Perhaps no single factor impacts these areas more than the ability to create mutually trusting relationships and work toward common objectives.

EXERCISE:

Given the state of the world and specifically your worlds, what efforts and actions can and will you take to work more effectively and successfully with others?

The Art of Teaching

“The art of teaching is the art of assisting discovery.”

—Mark van Doren, Poet and Educator

Where in your personal or professional worlds do you play the role of teacher, mentor, or trusted advisor?

How often do you find yourself sharing your experiences, providing your advice, or simply stating solutions?

In such cases, we remove much, if not all, of the work our students could do to inquire and discover their own answers, which tend to be far more valuable and sustainable in the long run.

EXERCISE:

How would adding more of a “Coach Approach” to your teaching efforts help more of the people you support discover their own answers and realize the progress they desire?

Turn Within for Guidance

“Turn Within for Guidance.”

—Author Unknown

Road sign reading "Listen to your inner voice"

Image from RamDass

Coaches use powerful questions and engaging inquiry as a means to help clients gain expanded perspectives and insights into their worlds. The time devoted to these discussions can be transformative.

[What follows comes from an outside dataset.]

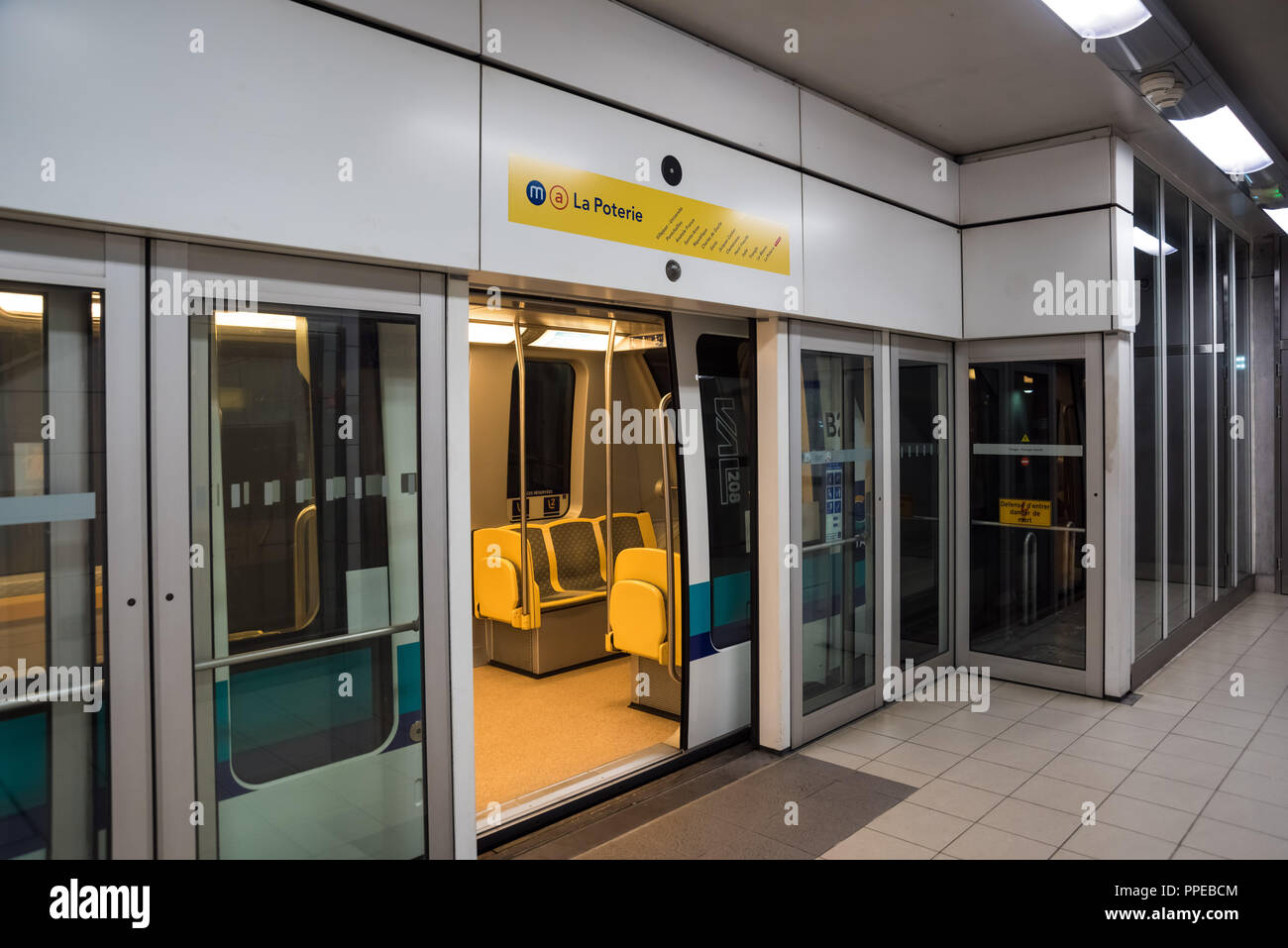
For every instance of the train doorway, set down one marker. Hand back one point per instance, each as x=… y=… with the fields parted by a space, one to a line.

The key to such interactions is based on the concept that virtually all the answers lie within each of us, if we are willing to do the hard work and look within.

By no means do coaches, mentors, trusted friends, or advisors have a monopoly on such questions or the power to create breakthroughs.

Consider yourself as the coach you take with you wherever you go, to always have the ever-ready guidance you seek.

EXERCISE:

Generate a list of your own powerful and provocative questions in a journal or notebook. Take the time to discover the deep and valuable answers within you.

A book that has become a favorite of mine is A More Beautiful Question by Warren Berger. Consider picking up a copy to strengthen your capabilities in this area.